Methylmalonic Acidemia, cblA type, via the MMAA Gene

Cobalamin (Cbl or vitamin B12) is an important cofactor in homocysteine metabolism and in branched-chain amino acid and odd-chain fatty acid catabolism. A series of inherited inborn errors of cobalamin metabolism have been identified, designated cblA through cblJ. In cblA disorder, the vital cobalamin-dependent cofactor adenosylcobalamin (AdoCbl) cannot be produced. As a result, cblA disorder leads to elevated levels of methylmalonic acid in the blood (Fenton et al. 2014; Manoli et al. 2016).

Methylmalonic acidemia (MMA) is typically a severe disease with onset in infancy. Patients may present with lethargy, vomiting, hepatomegaly, acidosis, hypoglycemia and neutropenia. Many patients die in childhood; those that survive often experience neurological and renal complications. Milder forms of the disease are also known. Today, many cases are detected through routine neonatal screening with tandem mass spectrometry (Fenton et al. 2014; Manoli et al. 2016).

AdoCbl is the cofactor for methylmalonyl-CoA mutase, which is encoded by the MUT gene. In addition to defects in the MUT gene itself, MMA can be caused by defects in genes that encode proteins involved in the generation of AdoCbl. MMA caused by defects in genes other than MUT are generally referred to as cbl types of MMA. Thus far, three distinct genetic variants of cbl type MMA have been identified: cblA, cblB and cblD variant 2 (Martinez et al. 2005; Fenton et al. 2014). Of these three variants, cblA type MMA has the most favorable clinical outcome (Fenton et al. 2014; Manoli et al. 2016), and is thought to be caused by defective mitochondrial transport of cbl (Yang et al. 2004). CblA patients may be responsive to treatment with vitamin B12 (Manoli et al. 2016).

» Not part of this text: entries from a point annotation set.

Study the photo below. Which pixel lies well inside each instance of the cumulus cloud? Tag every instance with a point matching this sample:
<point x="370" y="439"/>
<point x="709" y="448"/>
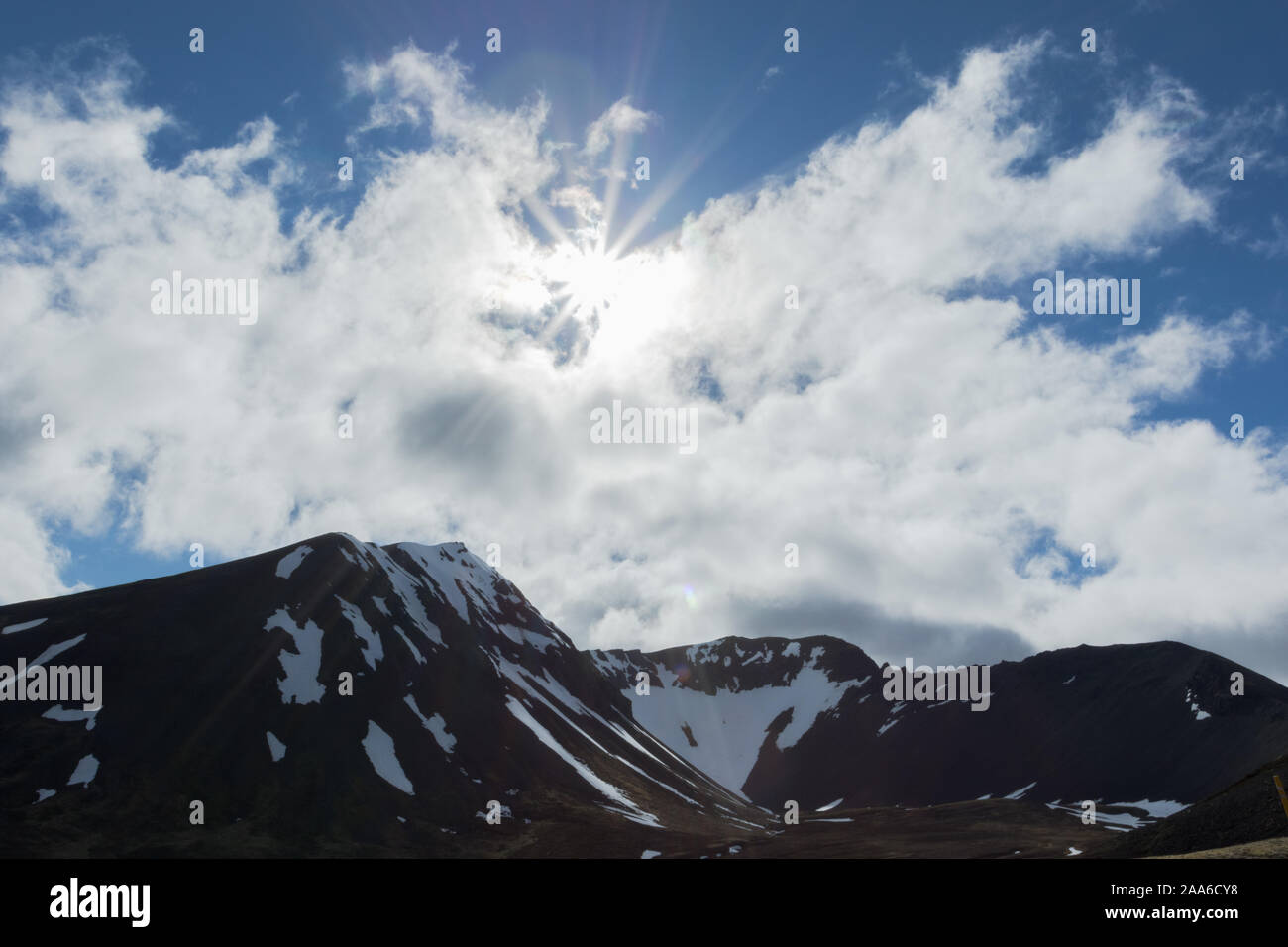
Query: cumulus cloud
<point x="439" y="318"/>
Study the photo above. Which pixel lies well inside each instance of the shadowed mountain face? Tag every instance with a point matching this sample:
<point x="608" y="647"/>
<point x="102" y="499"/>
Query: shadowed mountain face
<point x="336" y="697"/>
<point x="806" y="719"/>
<point x="223" y="685"/>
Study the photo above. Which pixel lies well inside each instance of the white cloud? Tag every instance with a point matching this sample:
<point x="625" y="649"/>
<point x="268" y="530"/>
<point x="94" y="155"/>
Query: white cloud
<point x="472" y="419"/>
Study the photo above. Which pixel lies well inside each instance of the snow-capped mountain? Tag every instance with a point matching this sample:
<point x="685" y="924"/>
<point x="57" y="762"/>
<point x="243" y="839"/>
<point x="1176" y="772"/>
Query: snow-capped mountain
<point x="340" y="697"/>
<point x="228" y="685"/>
<point x="1154" y="724"/>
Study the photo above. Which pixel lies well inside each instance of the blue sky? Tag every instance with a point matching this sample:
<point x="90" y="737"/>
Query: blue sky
<point x="729" y="112"/>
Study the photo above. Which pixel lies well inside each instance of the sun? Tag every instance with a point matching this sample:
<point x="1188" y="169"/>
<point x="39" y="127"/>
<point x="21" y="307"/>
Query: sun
<point x="590" y="279"/>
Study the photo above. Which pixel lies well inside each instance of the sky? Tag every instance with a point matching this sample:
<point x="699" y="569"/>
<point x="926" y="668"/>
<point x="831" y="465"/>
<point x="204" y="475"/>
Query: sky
<point x="497" y="269"/>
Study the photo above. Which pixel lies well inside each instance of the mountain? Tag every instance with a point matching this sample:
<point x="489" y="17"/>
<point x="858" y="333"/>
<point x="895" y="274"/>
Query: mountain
<point x="1244" y="812"/>
<point x="806" y="720"/>
<point x="223" y="685"/>
<point x="336" y="697"/>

Methylmalonic acidemia cblA type is an autosomal recessive disease. The MMAA gene on chromosome 4 encodes a protein that is thought to play a role in transport of adenosylcobalamin (AdoCbl) into the mitochondria (Yang et al. 2004; Fenton et al. 2014). Over 40 causative MMAA sequence variants have been reported to date (Lerner-Ellis et al. 2004; Human Gene Mutation Database). Of these, approximately two-thirds are missense and nonsense, although splicing variants, small deletions and insertions and one gross deletion have been reported as well (Human Gene Mutation Database). Variants are spread throughout the MMAA gene, with the most commonly reported variant being the nonsense variant p.Arg145*. This variant has been reported to account for over 40% of causative variants in some patient cohorts (Lerner-Ellis et al. 2004).

The MMAA gene product is thought to be required for transport of cbl into mitochondria where adenosylcobalamin synthesis occurs (Yang et al. 2004; Fenton et al. 2014).

Martinez et al. (2005) evaluated 25 MMA patients and found MUT pathogenic variants in 13 patients, MMAA pathogenic variants in 7, and MMAB pathogenic variants in 2. Among 37 patients with biochemically diagnosed cblA type MMA, Lerner-Ellis et al. (2004) found two MMAA pathogenic variants in 95% of their cohort and a single pathogenic variant in the remaining 2 individuals. Dempsey-Nunez et al. (2012) found two MMAA pathogenic variants in ~92% of their cohort, a single pathogenic variant in ~6% and no pathogenic variants in the remaining patients. Thus, the clinical sensitivity of this test is quite high. The analytical sensitivity should also be high as the vast majority of MMAA pathogenic variants that have been reported are detectable by direct sequencing.

Only a single gross deletion has been reported in the MMAA gene (Nizon et al. 2013). Therefore, the sensitivity of duplication/deletion testing for this rare disorder, although not precisely known, is low.

This test provides full coverage of all coding exons of the MMAA gene plus 10 bases of flanking noncoding DNA in all available transcripts along with other non-coding regions in which pathogenic variants have been identified at PreventionGenetics or reported elsewhere. We define full coverage as >20X NGS reads or Sanger sequencing. PGnome panels typically provide slightly increased coverage over the PGxome equivalent. PGnome sequencing panels have the added benefit of additional analysis and reporting of deep intronic regions (where applicable).

Dependent on the sequencing backbone selected for this testing, discounted reflex testing to any other similar backbone-based test is available (i.e., PGxome panel to whole PGxome; PGnome panel to whole PGnome).